Just Me, The Kids, And The Dinosaurs

When we returned from Toronto we wanted to spend a few more hours in Ottawa, preferably not walking a gazillion steps, before we piled in the car and pointed it towards Quebec City.  Somehow, and I’m still wondering how, it was decided that we should walk, just shy of a gazillion steps, to the Canadian Museum of Nature , where we would ALL sketch.  Yep, you heard that right.  My wife and daughter produced sketchbooks and we all headed to the museum.  Maybe I was dreaming.

I wanted to draw in the dinosaur rooms.  They wanted to draw mammals.  We split up and agreed to meet in a couple hours.  Group sketching is always fun, but amounts to people getting together so they can ignore each other for extended periods of time.  This is punctuated by greeting each other again and the intense kibbitzing that friends do when they haven’t talked in a while.  We sketchers are a crazy lot but we’re having more fun than most people.

And so it was as I headed off to draw more bones.  But I didn’t.  I went into a room where they had a room-sized diorama, with two Tyranosauruses (Tyranosaurusii??)  looking over a walkway, mouths open and looking hungry.  On the other side were two Tricerotops in defensive positions.  I’m no James Gurney but I had to try to draw one of these guys.  I also got to draw in one of the new 9×12 Stillman & Birn Beta sketchbooks.  I think I’m going to like this size, though it does present some scanning issues.

Stillman & Birn Beta (9x12), Namiki Falcon, De Atramentis Document Black

Stillman & Birn Beta (9×12), Namiki Falcon, De Atramentis Document Black

As I drew I learned that this was a prime stop for school tours.  They bring the kids in and ask them questions like “What do you think these Tyranosauruses eat?” and “Do you think they are hungry?”  And as the kids stand between the participants in this confrontation between predator and prey their eyes get big and they become very quiet.  It’s fun to watch.
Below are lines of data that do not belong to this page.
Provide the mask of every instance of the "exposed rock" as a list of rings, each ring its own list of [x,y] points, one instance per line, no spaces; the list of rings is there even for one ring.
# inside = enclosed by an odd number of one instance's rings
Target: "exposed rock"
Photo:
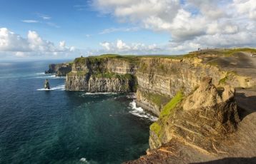
[[[45,73],[56,73],[56,76],[66,76],[72,71],[72,63],[49,64]]]
[[[128,93],[132,91],[131,83],[128,78],[91,77],[88,91]]]
[[[161,116],[151,128],[149,145],[157,148],[173,138],[180,138],[207,152],[215,152],[212,143],[234,132],[239,122],[234,89],[227,86],[219,93],[212,78],[205,78],[199,88],[167,116]]]
[[[115,58],[79,58],[67,76],[65,88],[87,92],[135,91],[136,79],[133,76],[136,65]]]
[[[50,84],[49,83],[48,79],[46,79],[44,81],[44,88],[45,89],[50,89]]]
[[[162,112],[150,127],[151,149],[147,155],[127,163],[199,163],[225,157],[253,157],[256,153],[247,145],[250,153],[242,153],[246,148],[240,143],[246,137],[237,140],[237,136],[246,136],[246,133],[237,130],[240,118],[235,90],[229,86],[220,91],[212,78],[205,78],[198,88],[167,115]]]

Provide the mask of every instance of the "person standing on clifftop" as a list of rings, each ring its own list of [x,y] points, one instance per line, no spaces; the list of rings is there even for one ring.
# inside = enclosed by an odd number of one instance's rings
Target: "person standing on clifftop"
[[[44,88],[45,89],[50,89],[50,84],[49,83],[48,79],[46,79],[44,81]]]

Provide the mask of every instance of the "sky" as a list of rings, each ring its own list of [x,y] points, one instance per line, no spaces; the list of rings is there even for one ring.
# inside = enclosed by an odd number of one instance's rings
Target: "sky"
[[[255,0],[0,0],[0,60],[256,46]]]

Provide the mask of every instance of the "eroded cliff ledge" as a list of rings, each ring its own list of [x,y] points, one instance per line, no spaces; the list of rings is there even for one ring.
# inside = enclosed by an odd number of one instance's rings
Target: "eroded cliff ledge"
[[[179,92],[150,126],[147,155],[126,163],[255,162],[255,115],[240,123],[235,93],[228,85],[218,90],[209,77],[190,95]]]
[[[136,91],[136,58],[100,56],[76,58],[65,88],[87,92]]]
[[[240,51],[251,49],[207,50],[176,57],[78,58],[67,75],[65,88],[136,92],[137,104],[159,117],[150,127],[147,155],[128,163],[187,163],[253,157],[256,58]],[[205,76],[211,78],[200,85]],[[248,91],[252,96],[247,101],[242,94]],[[241,122],[237,108],[247,111],[240,113]]]

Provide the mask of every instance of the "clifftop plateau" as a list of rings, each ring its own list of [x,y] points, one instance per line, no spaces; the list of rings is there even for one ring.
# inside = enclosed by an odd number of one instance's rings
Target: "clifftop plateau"
[[[147,155],[127,163],[256,156],[255,49],[102,55],[77,58],[69,66],[66,90],[136,92],[137,104],[159,117],[150,126]],[[237,161],[247,160],[256,159]]]

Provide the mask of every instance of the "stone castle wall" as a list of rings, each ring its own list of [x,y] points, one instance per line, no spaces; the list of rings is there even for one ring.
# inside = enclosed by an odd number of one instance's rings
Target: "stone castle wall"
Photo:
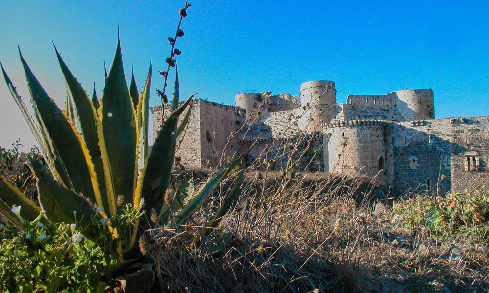
[[[285,147],[304,155],[299,169],[366,175],[400,190],[438,190],[443,195],[489,187],[489,116],[434,119],[430,89],[350,95],[345,104],[336,104],[334,83],[315,81],[301,85],[300,105],[296,96],[266,91],[235,99],[237,106],[193,101],[177,152],[182,164],[215,166],[219,158],[256,142],[248,159],[264,150],[275,157]],[[156,129],[161,106],[153,112]],[[305,135],[312,139],[309,146],[301,142]],[[277,168],[289,159],[273,159]]]

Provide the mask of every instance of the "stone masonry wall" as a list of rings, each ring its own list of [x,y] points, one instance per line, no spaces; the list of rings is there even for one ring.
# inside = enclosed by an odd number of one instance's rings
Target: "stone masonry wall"
[[[438,183],[442,195],[487,188],[488,129],[488,116],[392,124],[396,187],[436,190]]]

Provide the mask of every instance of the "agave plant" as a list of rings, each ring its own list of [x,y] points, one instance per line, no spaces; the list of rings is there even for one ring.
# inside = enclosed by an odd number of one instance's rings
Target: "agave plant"
[[[189,105],[192,99],[191,97],[179,103],[176,67],[172,112],[149,150],[151,63],[140,95],[133,74],[128,88],[118,42],[103,95],[99,101],[94,90],[90,100],[55,47],[55,50],[67,89],[65,111],[57,106],[43,89],[19,50],[35,121],[1,66],[10,92],[39,144],[47,167],[35,161],[30,165],[37,179],[40,206],[0,176],[0,213],[19,225],[17,214],[31,221],[44,213],[46,220],[67,223],[79,222],[81,215],[84,215],[83,219],[96,214],[100,219],[115,223],[124,212],[124,207],[142,209],[151,221],[143,220],[143,217],[129,228],[107,225],[101,228],[109,230],[121,263],[137,259],[142,253],[136,244],[145,230],[175,228],[185,223],[222,180],[241,163],[243,155],[232,160],[195,190],[191,178],[173,181],[175,149],[188,125],[191,110]],[[187,107],[184,118],[178,125],[179,116]],[[207,227],[219,223],[239,193],[242,170],[236,181]],[[20,213],[13,212],[11,208],[14,206],[21,207]],[[200,238],[207,231],[202,230],[197,237]],[[164,236],[164,233],[159,235]],[[198,242],[198,239],[194,241]]]

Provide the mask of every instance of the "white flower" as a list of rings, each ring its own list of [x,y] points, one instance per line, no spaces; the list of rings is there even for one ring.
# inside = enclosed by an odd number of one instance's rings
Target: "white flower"
[[[17,207],[12,207],[12,209],[10,209],[10,210],[12,211],[12,212],[15,213],[18,216],[20,216],[21,213],[21,206],[17,206]]]
[[[71,236],[73,242],[80,242],[83,240],[83,235],[79,233],[75,233]]]
[[[100,219],[99,221],[102,224],[105,224],[106,223],[110,221],[111,219],[108,218],[104,218],[103,219]]]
And the kids were lots of fun.  They’re always curious.  They can relate to people drawing better than adults can.  But they are reluctant to talk until you look up and say hi.  Then the fun begins.  One kid wanted to buy my sketch.  Another said, “Hey, that looks just like a dinosaur.”  But mostly we talked about how much fun it was to be at the museum.  It was a very good morning.

Best of all, when I met up with family, they’d had fun sketching lions, rabbits, pikas, bats, and owls.  They were smiling.  And we only had “just shy of a gazillion steps” to walk to get back to where the car was parked.